M. Tanguay : La nature ayant horreur du vide, vous savez que, si l'on ne fait rien et que, si le cas revient, il y aura de la partisanerie. Alors, je nous invite collectivement à réfléchir : Comment pourrions-nous... Et vous avez dit qu'il est possible... Avez-vous des suggestions? Comment pourrions-nous avoir une règle clairement établie au préalable qui s'applique à tous qui ne soit pas de la rédaction telle quelle de la recommandation 23, mais avez-vous des suggestions? Il y en a une qui me vient à l'esprit : une vraie fiducie sans droit de regard, par exemple.

M. Noreau (Pierre) : Bien, actuellement, comme vous savez, sauf pour les membres du gouvernement, cette exigence-là n'est pas imposée aux autres. La seule province qui actuellement impose cette norme-là, c'est l'Alberta. Elle l'impose aux chefs de l'opposition, mais elle ne l'impose pas à tous les députés. En fait, actuellement, pour ce qu'on peut en savoir, il n'y a pas de cas où on impose à tous les députés, sans exception, de remettre leurs intérêts entre les mains d'une fiducie sans droit de regard. C'est une chose qui pourrait être envisagée, mais je pense que la question, lors de la dernière édition des psychodrames dont on a parlé, concernait le chef de l'opposition.

Le cas du chef de l'opposition, il est particulier. Ce problème-là se pose réellement surtout lorsque c'est un gouvernement minoritaire, parce que, là, oui, le chef de l'opposition joue un rôle plus important dans l'agenda politique et là, oui, ça peut avoir un effet. Est-ce qu'il faut le faire systématiquement pour tous les chefs de l'opposition? Comme on ne connaît pas à l'avance la destinée de chaque élection et la façon dont ça se conclut, on pourrait facilement intégrer dans le cas québécois cette réserve-là. Je ne sais pas s'il faut l'étendre à tous les députés, là, il y a une réflexion à amener là-dessus, mais ça pourrait se faire comme ça se fait en Alberta.

M. Tanguay : O.K. Et, selon vous, sur le cas très précis de fiducie sans droit de regard, selon vous, pas sur l'interprétation juridique, mais sur le plan, vous, selon votre analyse, votre bon jugement, indépendamment... puis on est sorti du psychodrame, là, sans droit de regard, là, ça voudrait dire qu'on ne pourrait pas donner, par exemple, selon votre proposition, mais corrigez-moi si j'ai tort, d'interdiction, d'interdit, de vente de bloc d'actions. Sans droit de regard, pour vous, c'est vraiment sans droit de regard, à savoir qu'on ne pourrait pas encadrer la gestion, parce que, là, ce serait sans droit de regard, mais avec droit de regard.
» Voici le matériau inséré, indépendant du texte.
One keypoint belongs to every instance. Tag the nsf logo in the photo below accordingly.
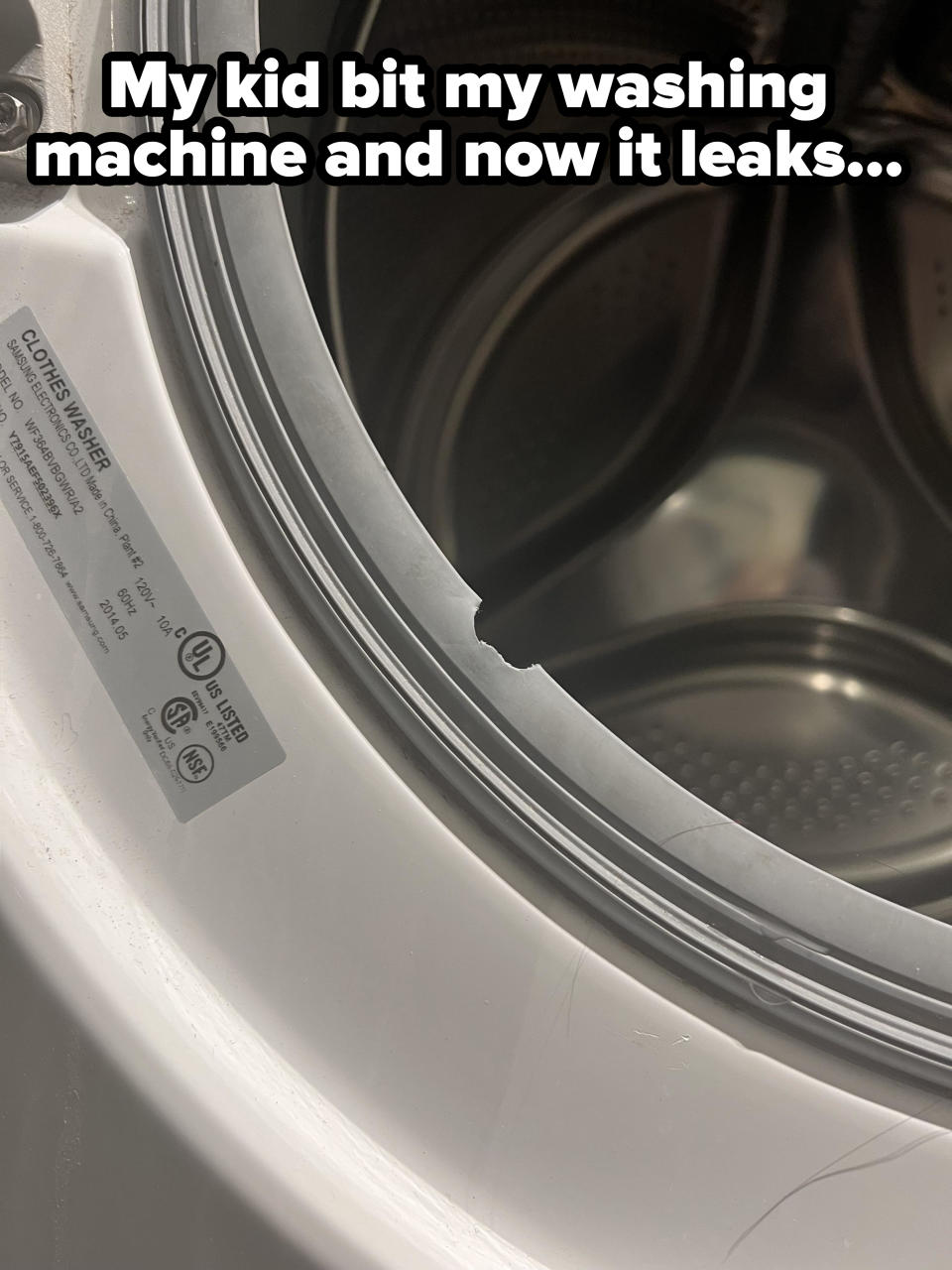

M. Noreau (Pierre) : Il y a deux façons d'encadrer ces cas-là : il y a la fiducie, il y a le mandat, mais je crois qu'il faut comprendre que la fiducie, en général, elle a un objet lorsqu'on la crée, c'est pour une certaine finalité, puis, lorsqu'on crée ou on nomme un mandataire, il y a un mandat. C'est-à-dire que je crois que le fait que ce soit sans regard, c'est dans l'administration courante qui suit l'élaboration et la création de cette fiducie ou la nomination de ce mandataire-là. Mais je n'aurais pas tendance, en fait, à aller jusqu'à dire qu'il faut interdire à ceux qui donnent ce mandat-là de donner un mandat et que la décision, par exemple, de quelqu'un... que ses actions dans un certain secteur ne soient pas vendues pourrait faire partie, à mon point de vue, de ce qui est demandé à la fiducie de faire ou de ne pas faire.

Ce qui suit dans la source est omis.